November throws the spotlight on the future global food system, with COP27 and The Future of Food Production Summit addressing the urgent need to radically transform the way we produce and consume food.
While all eyes will turn to Egypt as it hosts the UN climate conference from the 6th – 17th this month, the Future of Food Production Summit is the online gathering for companies involved in improving the sustainability, efficiency and resilience of global food supply chains. Starting on the 15th, the three-day virtual event will feature over 75 expert speakers, more than 50 presentations and 20+ hours of content as it explores a variety of mission-critical themes.
One of its keynote speaker sessions will focus on Resilience and Security, presenting an opportunity to explore this complex issue with a range of industry experts as they discuss solutions that will have a positive impact on the planet and increase the efficiency and resilience of our food supply chains.
As we have known for some time, adoption of technology is pivotal to sustainable farming, with technical advancements over the past few years leading to significant growth, particularly in the CEA sector. But without adoption on an international scale, global hunger, already at a critical level, will only worsen and climate goals will become hopelessly unobtainable. UN recently expressed its concern by saying the world’s climate pledges are ‘nowhere near’ meeting the 1.5C goal.
One of the speakers, Light Science Technologies’ Innovation Director John Matcham, wholeheartedly supports the consensus that AgTech is the driving force, but there are major challenges ahead: “We can win this battle, but there are some tough decisions to be taken on every level of humanity . . . as food growers and technologists, we can achieve what is needed, but long term we need the rest of the world on the team.

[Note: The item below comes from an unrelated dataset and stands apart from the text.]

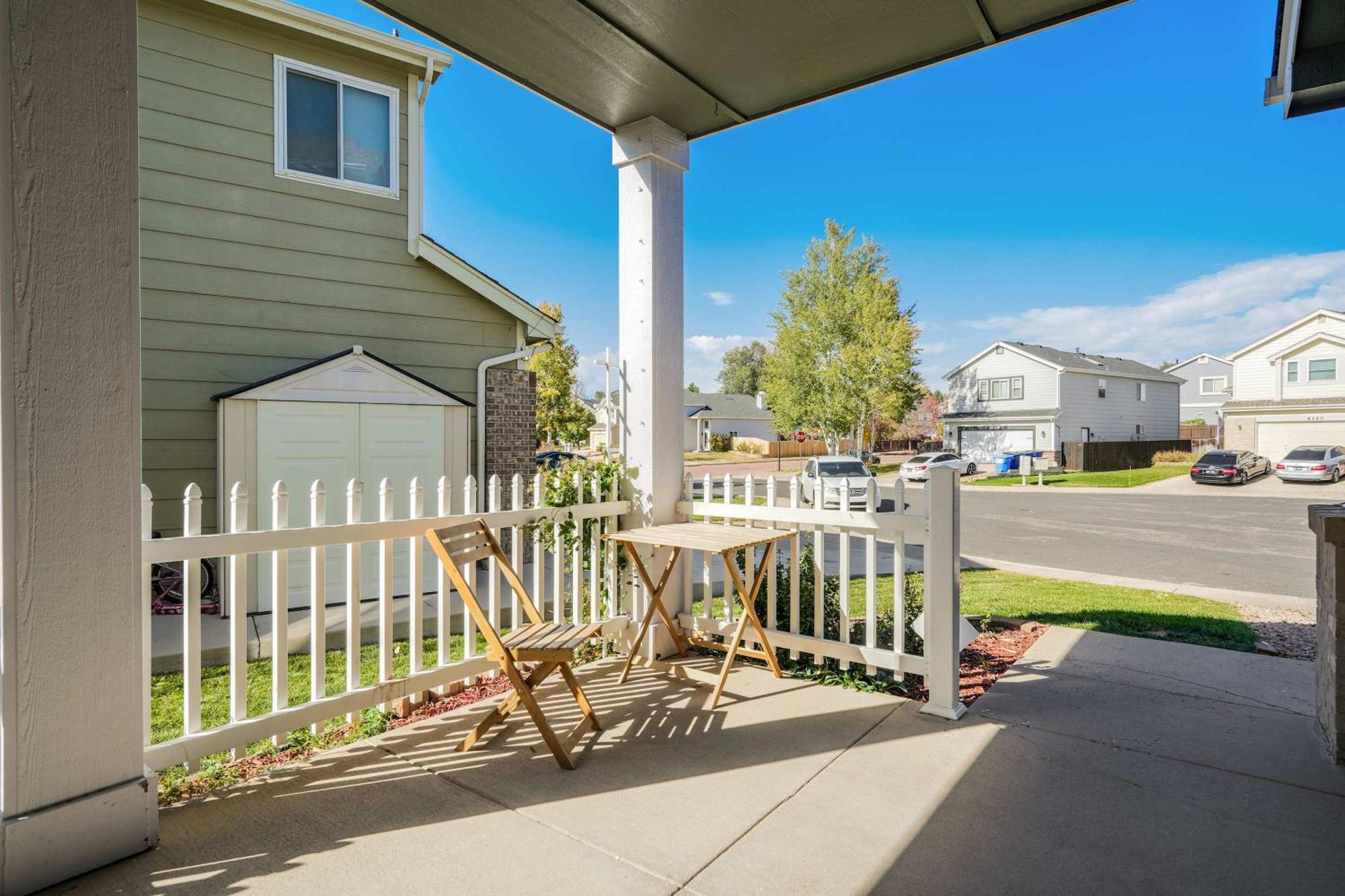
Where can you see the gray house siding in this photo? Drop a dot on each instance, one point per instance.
(1114, 417)
(245, 275)
(1194, 404)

We need as an industry to improve our message and engage with the end user.”
As for ‘the rest of the world’, one country which would benefit from the use of agricultural innovation is India. “India is one of the most vulnerable countries to climate change,” Omnivore managing partner Jinesh Shah told TechCrunch in its article on AgTech last month, which opened with: “To state the (painfully) obvious: The fates of agriculture and climate change are inextricably linked.” As it stands, according to the United States Environment Protection Agency, agriculture is responsible for about a quarter of global greenhouse gas emissions.

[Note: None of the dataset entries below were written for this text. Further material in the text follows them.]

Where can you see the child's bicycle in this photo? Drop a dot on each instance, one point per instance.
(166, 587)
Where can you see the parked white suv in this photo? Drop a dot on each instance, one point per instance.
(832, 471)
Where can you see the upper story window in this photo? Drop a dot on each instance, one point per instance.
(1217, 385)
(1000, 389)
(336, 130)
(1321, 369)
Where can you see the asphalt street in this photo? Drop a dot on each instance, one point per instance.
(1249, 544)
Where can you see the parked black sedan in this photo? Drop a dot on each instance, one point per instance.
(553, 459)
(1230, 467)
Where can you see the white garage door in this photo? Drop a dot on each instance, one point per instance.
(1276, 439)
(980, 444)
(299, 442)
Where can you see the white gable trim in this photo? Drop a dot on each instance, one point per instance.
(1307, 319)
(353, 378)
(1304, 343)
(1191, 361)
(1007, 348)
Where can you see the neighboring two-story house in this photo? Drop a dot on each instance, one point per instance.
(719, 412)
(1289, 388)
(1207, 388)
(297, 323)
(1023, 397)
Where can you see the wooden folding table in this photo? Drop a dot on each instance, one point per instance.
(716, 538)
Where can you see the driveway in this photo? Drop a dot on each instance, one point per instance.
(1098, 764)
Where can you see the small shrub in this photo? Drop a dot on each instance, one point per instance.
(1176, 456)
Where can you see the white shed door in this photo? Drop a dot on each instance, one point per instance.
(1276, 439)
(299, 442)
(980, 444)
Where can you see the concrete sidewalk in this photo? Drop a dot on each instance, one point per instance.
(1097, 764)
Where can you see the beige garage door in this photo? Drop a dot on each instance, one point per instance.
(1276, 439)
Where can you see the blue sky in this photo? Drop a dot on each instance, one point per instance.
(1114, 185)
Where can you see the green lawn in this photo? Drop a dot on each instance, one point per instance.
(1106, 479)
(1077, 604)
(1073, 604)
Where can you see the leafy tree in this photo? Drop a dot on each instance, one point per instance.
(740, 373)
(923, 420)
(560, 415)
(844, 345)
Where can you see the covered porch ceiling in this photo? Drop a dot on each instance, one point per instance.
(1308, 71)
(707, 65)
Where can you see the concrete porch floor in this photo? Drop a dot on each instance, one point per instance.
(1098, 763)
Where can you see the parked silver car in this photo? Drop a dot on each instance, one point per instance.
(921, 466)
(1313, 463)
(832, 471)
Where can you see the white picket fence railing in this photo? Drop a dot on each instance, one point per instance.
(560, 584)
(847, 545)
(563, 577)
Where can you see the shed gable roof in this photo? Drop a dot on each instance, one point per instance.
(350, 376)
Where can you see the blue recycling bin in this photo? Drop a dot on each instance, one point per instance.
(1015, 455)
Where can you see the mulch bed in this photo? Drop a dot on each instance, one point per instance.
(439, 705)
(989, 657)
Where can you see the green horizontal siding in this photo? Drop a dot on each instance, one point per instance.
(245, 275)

“Agriculture represents 20% of India’s GHG emissions, but the sector is also incredibly vulnerable to the impacts of climate change, which may begin to threaten Indian food security in the coming decade,” Shah continued.
Yet recently there have been reports that technical advancements have led to tremendous growth in the Indian agriculture sector – advancements which support sustainable farming and can tackle the climate crisis. Several government initiatives have enabled access to more AgTech funding opportunities across the country. The Indian authorities created a digital agricultural mission for initiatives based mostly on new applied sciences comparable to synthetic intelligence, distant sensing and GIS technology, blockchain, drones, and robotics, amongst others, for the years 2021–2025. In addition, the federal government has developed a spread of schemes and initiatives to encourage the adoption of technology within the agricultural sector so as to obtain sustainable farming strategies. Furthermore, India has roughly 1,300 AgTech start-ups providing a various selection of options, starting from computerised soil maps to tech-powered indoor farms.
This will of course take some time to filter down so that India’s vast population can benefit, but it’s a start and the wheels are starting to turn to forge a new path, one that will address climate change and famine.
Closer to home, AgTech is being championed by more key influencers. At a recent AgTech Ireland roundtable, Minister for Agriculture Charlie McConalogue stated that “AgTech is seeing a real revolution in Ireland” as he outlined the importance of technology.
As the global realisation of just how imperative AgTech is to climate change and our own very existence is starting to gain momentum, the rest of the world simply must come onboard now.